Improper fractions have several practical applications in the real world. Some of these are here:

Engineering and Architecture

Improper fractions are commonly used in engineering and architecture to represent precise measurements and dimensions. For instance, when designing a structure, a beam's length may be expressed as 15 3/8 feet or a bolt's diameter as 7/16 inches.

Cooking and Recipes

When baking a cake, you might need to use an improper fraction to represent the amount of flour you need. For example; if the recipe calls for 2 ½ cups of flour, you would use the improper fraction 5/2 to represent this amount.

Drug Dosages

In the medical field, improper fractions are used to represent drug dosages. Medications may be prescribed in quantities like 2 ¾ tablets or 1 ½ teaspoons, ensuring accurate administration.

Sewing and Fabrics

Improper fractions find application in sewing and fabric measurements.

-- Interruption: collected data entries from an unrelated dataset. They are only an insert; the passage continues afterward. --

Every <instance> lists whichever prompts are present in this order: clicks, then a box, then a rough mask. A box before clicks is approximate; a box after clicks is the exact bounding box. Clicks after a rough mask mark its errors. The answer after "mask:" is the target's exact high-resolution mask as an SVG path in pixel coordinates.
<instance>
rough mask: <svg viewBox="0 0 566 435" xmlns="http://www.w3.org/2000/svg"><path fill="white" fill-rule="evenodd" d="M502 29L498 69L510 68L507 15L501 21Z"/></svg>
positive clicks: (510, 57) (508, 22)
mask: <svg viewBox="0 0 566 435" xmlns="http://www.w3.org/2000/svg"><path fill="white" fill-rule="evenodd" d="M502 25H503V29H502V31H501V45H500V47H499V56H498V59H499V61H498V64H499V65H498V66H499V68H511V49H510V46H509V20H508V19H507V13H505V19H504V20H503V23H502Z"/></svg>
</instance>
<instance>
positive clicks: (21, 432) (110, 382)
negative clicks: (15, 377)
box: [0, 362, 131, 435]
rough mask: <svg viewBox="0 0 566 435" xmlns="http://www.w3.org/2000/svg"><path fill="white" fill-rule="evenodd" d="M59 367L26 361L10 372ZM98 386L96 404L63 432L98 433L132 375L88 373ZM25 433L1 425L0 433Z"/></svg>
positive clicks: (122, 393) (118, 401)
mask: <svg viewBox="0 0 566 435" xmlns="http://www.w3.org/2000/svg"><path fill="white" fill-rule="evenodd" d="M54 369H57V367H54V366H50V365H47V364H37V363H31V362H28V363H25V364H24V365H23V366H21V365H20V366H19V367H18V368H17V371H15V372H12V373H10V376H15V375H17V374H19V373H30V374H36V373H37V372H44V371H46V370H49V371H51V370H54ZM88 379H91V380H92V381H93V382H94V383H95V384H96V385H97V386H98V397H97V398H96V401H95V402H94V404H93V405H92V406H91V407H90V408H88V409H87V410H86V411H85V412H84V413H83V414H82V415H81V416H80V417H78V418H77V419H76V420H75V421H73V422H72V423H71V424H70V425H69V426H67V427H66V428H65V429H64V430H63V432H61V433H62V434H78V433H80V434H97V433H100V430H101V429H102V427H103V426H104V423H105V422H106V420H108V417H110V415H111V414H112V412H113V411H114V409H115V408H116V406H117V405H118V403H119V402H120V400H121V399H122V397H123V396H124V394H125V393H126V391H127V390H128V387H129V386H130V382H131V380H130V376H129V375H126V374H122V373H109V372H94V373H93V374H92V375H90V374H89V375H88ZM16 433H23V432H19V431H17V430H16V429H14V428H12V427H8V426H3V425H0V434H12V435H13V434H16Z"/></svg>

They can represent lengths, such as    4 ½ yards of fabric needed for a project, enabling accurate cutting and stitching.

Solved Examples of Improper Fractions

Example 1:

Convert 17/4 into a mixed number.

Solution:

Step 01: Divide the numerator by the denominator.

Divide 17 by 4: 17 ÷ 4 = 4 with a remainder of 1.

Step 02: The quotient becomes the whole number, and the remainder becomes the numerator of the fractional part.

Therefore, the mixed number of 17/4 is 4 ¼. 

Example 2:

Add 7/3 and 5/2.

Solution:

Step 1: Evaluate the common denominator.

In this case, 6 is the LCM of 3 and 2. Therefore, we will use 6 as the common denominator.

Step 2:  Convert the fractions so that they share the same denominator.

To convert 7/3, multiply both the denominator and numerator by 2, resulting in 14/6.

To convert 5/2, multiply both the denominator and numerator by 3, resulting in 15/6.

Step 3: Add the fractions.

Since both fractions now have the same denominator, we can add them.

14/6 + 15/6 = (14 + 15) / 6 = 29/6.

Thus, the sum of 7/3 and 5/2 is 29/6.

Conclusion

In this article, we have discussed the definition of improper fractions in detail. We learned how to simply the improper fraction, converting it into mixed form, and mixed form into proper fraction. We explored the mathematical operations with improper fractions. We described its importance in our lives. At last, we did examples for our readers to understand it in a better manner.